4.0バンド経験者なら良さがわかるはず!

2018年12月9日
PCから投稿
鑑賞方法:CS/BS/ケーブル

 突如ピンチヒッターのドラマーを参戦させた。なんと稲垣潤一!これだけで評価が上がってしまう。まぁ、ストーリーは読めてしまう・・・。医者から直接病名を告げられたのではなく、聞き耳を立ててしまったという、よくある展開だ。

 勘違い甚だしい男・藤岡。遺言(といっても、家族仲良くと書かれた手紙)を公証役場に持って行ったり、戒名を先に決めてしまったり。高校時代のバンド再結成なんてのは、こんなきっかけがないと無理なのかもしれないな。母親の介護で悩んでる酒屋の栗田(段田安則、ベース)、赤字経営が続く不動産屋の渡辺(斉藤暁、キーボード)、息子との不和が心配なトヨタ自動車のエリート社員・山本(宅間、ギター)と、なんとか承諾してくれたが、ドラムのあきらだけはアメリカで参加できないが、謎の新メンバー日暮(稲垣)が参加してくれた。

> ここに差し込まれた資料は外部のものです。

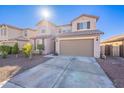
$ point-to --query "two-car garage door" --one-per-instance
(77, 47)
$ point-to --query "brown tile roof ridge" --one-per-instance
(88, 15)
(46, 21)
(14, 27)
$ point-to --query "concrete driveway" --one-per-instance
(63, 72)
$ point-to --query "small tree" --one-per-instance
(27, 49)
(15, 49)
(40, 47)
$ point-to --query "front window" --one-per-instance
(25, 33)
(84, 25)
(43, 31)
(2, 32)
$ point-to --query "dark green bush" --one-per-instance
(15, 49)
(40, 47)
(5, 50)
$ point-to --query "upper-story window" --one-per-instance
(84, 25)
(59, 30)
(43, 31)
(5, 32)
(25, 33)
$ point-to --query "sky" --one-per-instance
(111, 18)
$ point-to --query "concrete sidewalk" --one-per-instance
(63, 72)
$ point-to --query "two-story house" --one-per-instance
(79, 38)
(82, 38)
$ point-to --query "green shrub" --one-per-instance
(27, 49)
(15, 49)
(4, 50)
(40, 47)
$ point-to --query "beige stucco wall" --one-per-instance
(49, 46)
(66, 28)
(115, 48)
(49, 28)
(13, 33)
(96, 43)
(84, 19)
(30, 33)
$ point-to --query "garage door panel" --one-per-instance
(78, 47)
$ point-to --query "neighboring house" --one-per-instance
(113, 46)
(78, 38)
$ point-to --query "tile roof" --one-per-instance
(78, 33)
(87, 15)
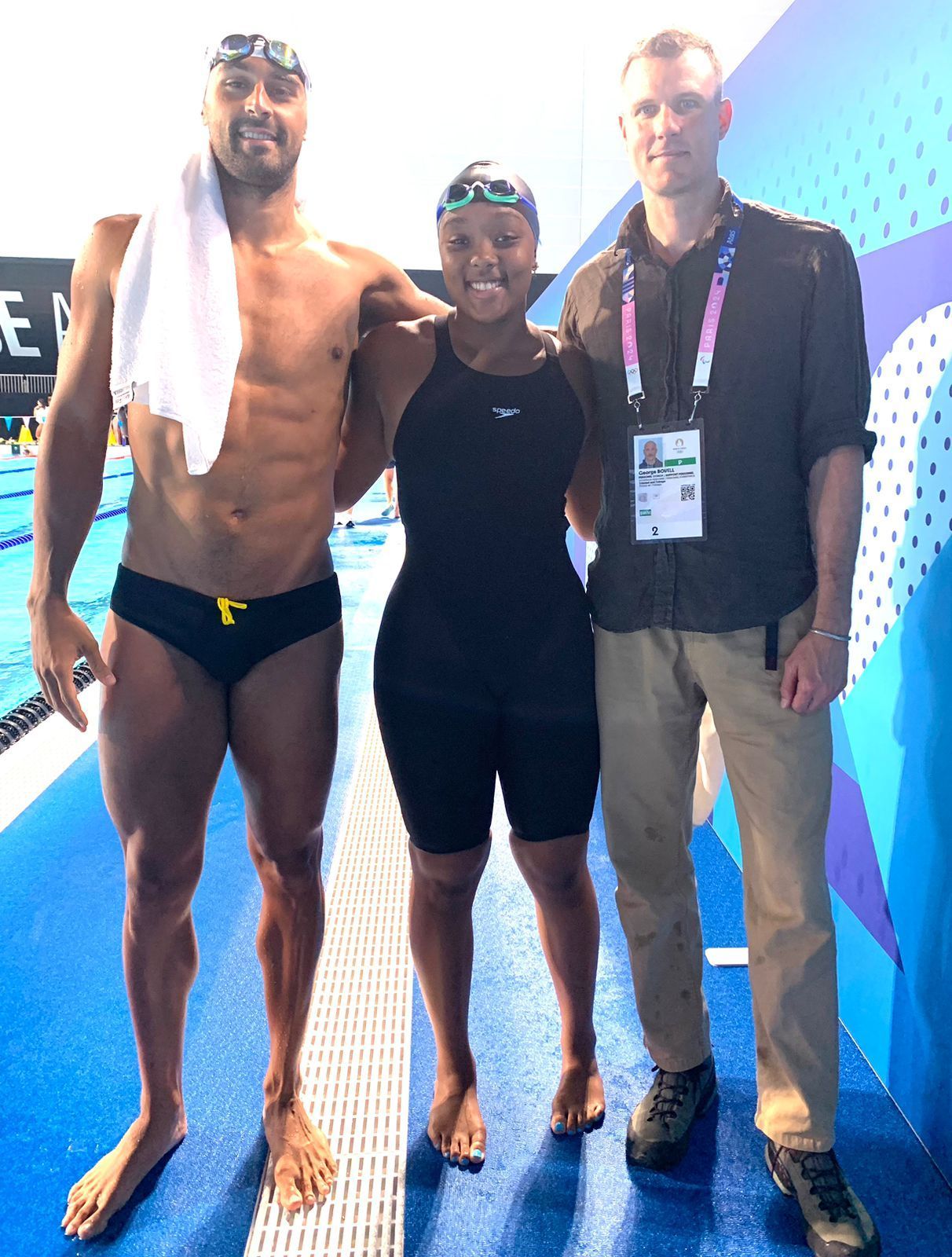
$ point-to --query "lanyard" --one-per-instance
(709, 327)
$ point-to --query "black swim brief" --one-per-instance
(228, 638)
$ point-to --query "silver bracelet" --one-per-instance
(833, 636)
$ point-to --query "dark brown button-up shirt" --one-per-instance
(790, 383)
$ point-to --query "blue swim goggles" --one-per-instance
(236, 48)
(497, 192)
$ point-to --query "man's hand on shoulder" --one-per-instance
(814, 674)
(59, 638)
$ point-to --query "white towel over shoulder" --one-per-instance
(176, 328)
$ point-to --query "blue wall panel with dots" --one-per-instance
(844, 113)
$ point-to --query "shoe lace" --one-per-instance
(828, 1185)
(666, 1106)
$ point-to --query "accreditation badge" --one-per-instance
(667, 484)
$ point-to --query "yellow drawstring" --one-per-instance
(225, 607)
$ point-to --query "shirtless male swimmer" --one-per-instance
(254, 527)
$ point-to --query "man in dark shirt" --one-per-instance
(734, 591)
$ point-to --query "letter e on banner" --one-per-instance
(9, 324)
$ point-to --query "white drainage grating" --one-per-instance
(356, 1059)
(33, 764)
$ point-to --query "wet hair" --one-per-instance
(672, 43)
(485, 171)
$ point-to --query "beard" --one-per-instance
(268, 170)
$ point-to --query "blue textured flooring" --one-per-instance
(71, 1085)
(536, 1197)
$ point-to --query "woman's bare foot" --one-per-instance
(304, 1167)
(579, 1104)
(456, 1128)
(112, 1181)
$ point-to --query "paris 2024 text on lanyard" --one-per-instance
(667, 471)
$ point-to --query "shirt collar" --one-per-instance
(633, 232)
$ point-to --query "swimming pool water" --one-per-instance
(94, 572)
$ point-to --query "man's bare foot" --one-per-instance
(112, 1181)
(304, 1167)
(456, 1128)
(579, 1104)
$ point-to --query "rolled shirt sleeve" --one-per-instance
(836, 365)
(569, 322)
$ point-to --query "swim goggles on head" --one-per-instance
(500, 192)
(236, 48)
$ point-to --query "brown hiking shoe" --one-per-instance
(660, 1128)
(837, 1222)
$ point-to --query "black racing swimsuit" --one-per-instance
(485, 661)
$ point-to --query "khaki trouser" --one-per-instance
(652, 688)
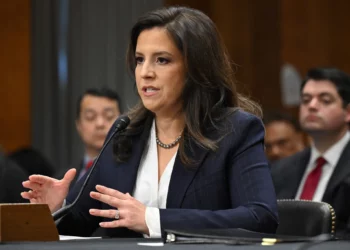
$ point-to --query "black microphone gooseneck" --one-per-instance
(121, 123)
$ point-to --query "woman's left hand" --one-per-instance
(129, 212)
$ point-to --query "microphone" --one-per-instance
(121, 123)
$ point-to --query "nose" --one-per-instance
(313, 104)
(147, 70)
(100, 121)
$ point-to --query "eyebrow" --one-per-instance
(88, 110)
(158, 53)
(322, 94)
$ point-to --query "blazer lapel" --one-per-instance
(128, 170)
(182, 176)
(342, 169)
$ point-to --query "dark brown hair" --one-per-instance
(209, 93)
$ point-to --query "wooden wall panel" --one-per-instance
(14, 74)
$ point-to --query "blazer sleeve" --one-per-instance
(79, 222)
(253, 199)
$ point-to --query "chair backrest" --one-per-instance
(305, 218)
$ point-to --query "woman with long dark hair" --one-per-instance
(193, 153)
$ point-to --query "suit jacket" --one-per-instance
(78, 165)
(229, 188)
(287, 174)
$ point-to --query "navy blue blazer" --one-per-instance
(229, 188)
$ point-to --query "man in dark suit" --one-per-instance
(283, 137)
(322, 171)
(97, 109)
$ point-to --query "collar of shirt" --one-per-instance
(332, 155)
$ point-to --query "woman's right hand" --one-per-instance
(47, 190)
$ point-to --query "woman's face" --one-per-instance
(160, 72)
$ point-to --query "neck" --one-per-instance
(325, 141)
(169, 127)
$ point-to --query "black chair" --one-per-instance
(305, 218)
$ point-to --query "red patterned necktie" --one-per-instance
(312, 180)
(89, 164)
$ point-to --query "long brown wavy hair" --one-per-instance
(209, 93)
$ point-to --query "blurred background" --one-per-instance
(52, 50)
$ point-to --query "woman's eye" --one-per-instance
(162, 60)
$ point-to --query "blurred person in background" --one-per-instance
(96, 111)
(11, 178)
(193, 153)
(283, 136)
(321, 172)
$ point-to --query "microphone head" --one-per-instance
(122, 122)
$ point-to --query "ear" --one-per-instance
(347, 114)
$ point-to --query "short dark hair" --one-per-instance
(275, 116)
(339, 78)
(99, 92)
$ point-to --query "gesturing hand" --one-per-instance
(130, 211)
(47, 190)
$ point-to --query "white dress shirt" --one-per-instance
(331, 156)
(147, 189)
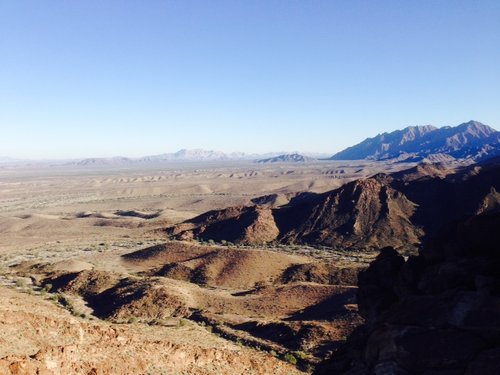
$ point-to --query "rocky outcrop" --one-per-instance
(39, 338)
(470, 140)
(435, 313)
(399, 210)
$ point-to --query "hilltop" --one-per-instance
(398, 210)
(471, 140)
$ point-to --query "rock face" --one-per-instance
(436, 313)
(468, 140)
(399, 210)
(39, 338)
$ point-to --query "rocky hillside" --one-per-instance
(397, 210)
(436, 313)
(471, 140)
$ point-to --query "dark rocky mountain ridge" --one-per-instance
(471, 140)
(399, 210)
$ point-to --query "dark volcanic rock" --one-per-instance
(401, 210)
(438, 313)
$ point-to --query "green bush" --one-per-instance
(290, 358)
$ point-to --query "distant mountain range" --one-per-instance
(400, 210)
(471, 140)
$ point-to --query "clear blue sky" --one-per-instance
(102, 78)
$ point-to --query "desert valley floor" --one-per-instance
(86, 269)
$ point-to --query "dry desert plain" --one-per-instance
(91, 284)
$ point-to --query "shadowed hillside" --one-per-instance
(399, 210)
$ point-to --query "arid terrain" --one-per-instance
(83, 249)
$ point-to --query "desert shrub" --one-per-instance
(290, 358)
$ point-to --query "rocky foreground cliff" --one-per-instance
(400, 210)
(435, 313)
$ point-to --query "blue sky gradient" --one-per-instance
(132, 78)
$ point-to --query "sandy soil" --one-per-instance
(58, 221)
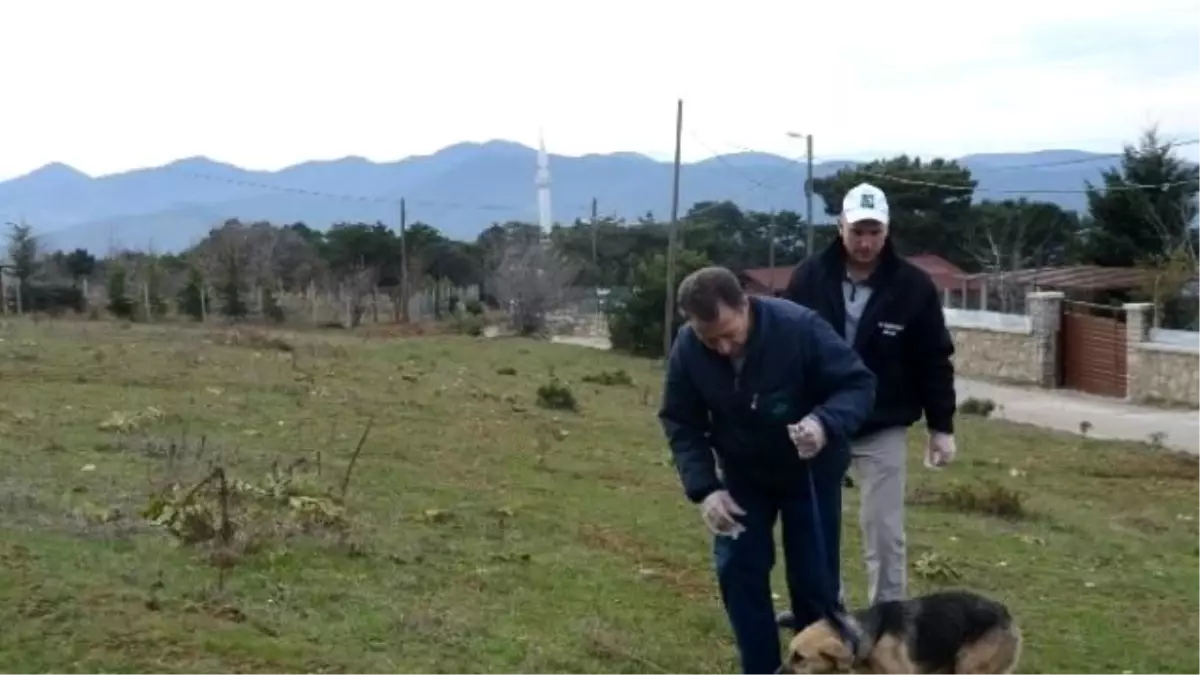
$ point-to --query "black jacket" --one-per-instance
(795, 365)
(901, 335)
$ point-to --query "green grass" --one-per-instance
(490, 535)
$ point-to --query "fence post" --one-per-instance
(1045, 311)
(1138, 324)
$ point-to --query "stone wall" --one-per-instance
(1018, 348)
(1164, 365)
(994, 354)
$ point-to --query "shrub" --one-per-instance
(557, 395)
(982, 407)
(618, 377)
(635, 322)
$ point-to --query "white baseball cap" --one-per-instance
(865, 202)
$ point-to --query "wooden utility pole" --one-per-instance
(594, 226)
(403, 263)
(672, 233)
(808, 197)
(771, 251)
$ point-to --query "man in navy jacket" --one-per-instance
(759, 392)
(892, 314)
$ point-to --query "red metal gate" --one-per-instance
(1093, 348)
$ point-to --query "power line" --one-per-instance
(360, 198)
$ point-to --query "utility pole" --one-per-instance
(594, 226)
(669, 310)
(808, 197)
(403, 263)
(771, 233)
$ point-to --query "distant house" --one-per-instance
(946, 275)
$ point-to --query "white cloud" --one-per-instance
(126, 83)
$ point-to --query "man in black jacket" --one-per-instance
(760, 402)
(892, 314)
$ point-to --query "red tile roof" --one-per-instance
(946, 275)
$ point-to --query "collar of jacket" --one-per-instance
(834, 258)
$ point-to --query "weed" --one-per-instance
(556, 395)
(618, 377)
(981, 407)
(987, 499)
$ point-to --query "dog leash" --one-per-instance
(833, 609)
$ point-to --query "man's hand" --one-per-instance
(720, 512)
(808, 435)
(940, 451)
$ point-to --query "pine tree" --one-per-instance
(190, 300)
(119, 302)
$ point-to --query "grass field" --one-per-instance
(481, 532)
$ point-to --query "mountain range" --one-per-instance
(461, 190)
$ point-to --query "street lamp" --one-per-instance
(808, 190)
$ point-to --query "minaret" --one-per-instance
(543, 181)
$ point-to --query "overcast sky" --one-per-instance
(118, 84)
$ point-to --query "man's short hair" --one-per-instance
(703, 292)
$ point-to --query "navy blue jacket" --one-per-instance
(795, 364)
(901, 335)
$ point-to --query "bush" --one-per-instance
(557, 395)
(119, 302)
(618, 377)
(271, 308)
(989, 499)
(635, 323)
(469, 324)
(190, 300)
(982, 407)
(53, 299)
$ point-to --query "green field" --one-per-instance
(479, 531)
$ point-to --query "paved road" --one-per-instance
(1110, 418)
(1062, 410)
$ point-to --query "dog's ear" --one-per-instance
(838, 653)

 練習(竹中は稽古と言ってた)も順調で、テープ審査も通り、様々な確執も乗り越えたメンバーだったが、直後、山本が倒れてしまった。末期の胆のうがんは藤岡ではなく、山本だったという事実が中盤にわかる。同じ病気の藤岡が頑張ってると知ってやる気を出した山本。自分が病気じゃないとわかっても、山本の顔をまともに見れない藤岡。そそっかしい藤岡を優しく許すところが素敵だ。

 いよいよコンテストの当日。会場に来ていた栗田の母親が徘徊していなくなってしまう。この後に作られた『ウタヒメ 彼女たちのスモーク・オン・ザ・ウォーター』も同じ展開だ。また、藤岡の娘に貫地谷しほりを起用していることから、竹中直人も含め、『スウィングガールズ』をかなり意識しているものと思われる。最後はその娘の結婚式で締めくくり。山本の代わりに彼の部下の湯川(柏原収史)を参加させてる。